Sandefur on the Third Letter

Tim Sandefur writes:

Wilkinson’s argument seems to be that when Rand says that a morality of reason is necessary for man’s survival, that isn’t true, because you can see all around you that there are many people who live and who are not rational. Isn’t this rather like saying that alcoholism isn’t really bad because there are lots of alcoholics who aren’t dead—and even ones who accomplish big things?

No. Here's the proper parallel. Someone tells you that any alcohol AT ALL imperil your life and happiness. Then you discover that that the happiest, longest-lived people you know regularly drink alcohol. So then you know that the claim about the dangers of alcohol just aren't true. Rand's claims about reason are like that. She claims that any bit of irrationality imperils life and happiness. But then you lift your weary eyes from the pages, stick your head out the window, and observe happy, successful people whose commitment to reason is notably partial.
And this:

A bureaucrat at HUD might be a happy person because he is a basically rational person who engages in the behaviors that Objectivism considers virtues—even though his life may include contradictions, and his happiness may be mixed.

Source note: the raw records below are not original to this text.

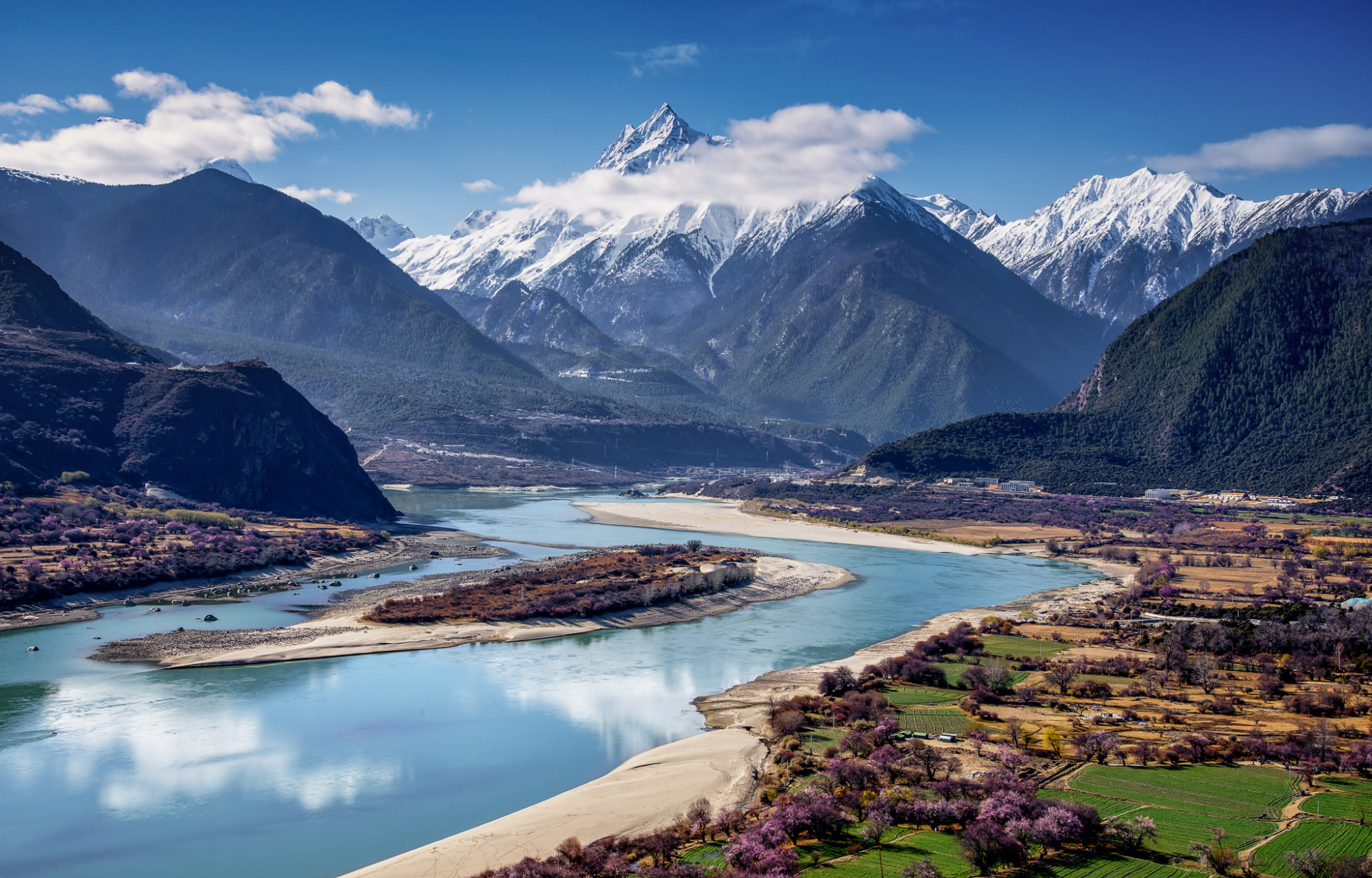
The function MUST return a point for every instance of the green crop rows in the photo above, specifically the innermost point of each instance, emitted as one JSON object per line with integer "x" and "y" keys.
{"x": 1106, "y": 807}
{"x": 1105, "y": 866}
{"x": 1017, "y": 647}
{"x": 1345, "y": 806}
{"x": 1239, "y": 792}
{"x": 1328, "y": 836}
{"x": 1177, "y": 829}
{"x": 954, "y": 673}
{"x": 1347, "y": 785}
{"x": 922, "y": 695}
{"x": 940, "y": 849}
{"x": 935, "y": 721}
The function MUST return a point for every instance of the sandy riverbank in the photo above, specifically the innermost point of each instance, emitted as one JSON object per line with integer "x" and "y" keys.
{"x": 726, "y": 518}
{"x": 341, "y": 632}
{"x": 610, "y": 806}
{"x": 743, "y": 706}
{"x": 648, "y": 792}
{"x": 402, "y": 549}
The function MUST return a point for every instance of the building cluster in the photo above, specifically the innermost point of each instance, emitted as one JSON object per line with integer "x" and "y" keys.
{"x": 1015, "y": 486}
{"x": 1228, "y": 499}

This is a move that really bugs me. Start with your theory about the necessary conditions of life and happiness. Observe that someone lives and is not unhappy. Conclude that they must implement elements of your theory. No. No. No. This is backwards rationalism. Do this instead: Observe people who live and are happy. Draw generalizations about them. I think the correct answer, based on a good inductive approach, is something like: yes, a well-developed capacity for “common sense” or “folk rationality” is a necessary condition for life and happiness. But this is not incompatible with all sorts of astonishing forms of irrationality. Many of these forms of irrationality have no apparent effect on life and happiness, and other forms appear to have some positive effect. Of course, there are many forms of irrationality that are truly destructive, and I think we can all agree that these are to be avoided.
I'm reminded of the utilitarian's favorite dodge. Offer an intuitive moral counter-example, such as “utilitarianism demands cutting up healthy people and distributing their organs to sick people,” or “utilitarianism demands televised to-the-death gladiatorial combat, since so many people really enjoy watching people kill each other,” and the utilitarian will offer an elaborate story about how utilitarianism, properly and subtly understood, actually forbids these things. But there is a point where this becomes ridiculously ad hoc, and it becomes obvious that an honest utilitarian is either going to have to bite some bullets (e.g., “We really should be carving healthy people up!”), reject the notion that intutions about cases like these have any authority and offer a different (non-question begging) standard for evaluating the adequacy of moral theories, or admit that the counterexamples are decisive.
If I keep showing you happy, deeply religious ninety year olds who devoted their lives to altruistic service and the mastery of astrology, and you keep telling me that they must embody Objectivist virtues of rationality because, after all, they've never once stepped in front of a car and have a solid record of not doing things that would make them miserable, then I am not going to be impressed.
One thing I meant to take up in the letter, but which I think I will take up in a separate letter, is Rand's “survival barometer” view of happiness, which I think is quite implausible.
Last, Tim says “Parisitism as a personal psychology, is stable only as socialism . . .” No. A system in which everyone is parasitic is unstable, surely. But my point is that parasitism doesn't require an especially parasitic psychology, and parasistism works pretty well as long as the host organism is exceedingly robust. Ever met a happy special-interest lobbyist truly proud of their latest success at rent-extraction? I have. Parasites don't need to have a parasitic mentality. I've met any number of professional rent-seekers who see their work as necessary and noble, and who gain the usual psychic rewards from a job well done. These are people who, in fact, contribute next to nothing to the wealth of society, and are in fact part of a system of parasitism and predation. But they don't see it that way. The system is too robust to suffer too much from institutionalized parasitism. Society continues to get wealthier. There is no serious social instability, or threat of downward spiral. (And so things are not, as Tim says, like the jumper who says “so far so good” halfway down.)These people are as insulated from the objective systemic effects of their work as much as any other more objectively productive member of society. And psychological well-being depends more on the way you conceive of what you're doing than on the real worth of what you're doing. Since you're so insulated from the effects of the real results, which are muted and diffuse, there is little reason to suspect that your actions have a negative effect.
There is simply no non-table pounding reason to suspect that someone's happiness is compromised simply in virtue of being objectively unproductive and subsisting off of the spoils of political predation. This can, in fact, be a quite nice kind of life and that is part of the political problem.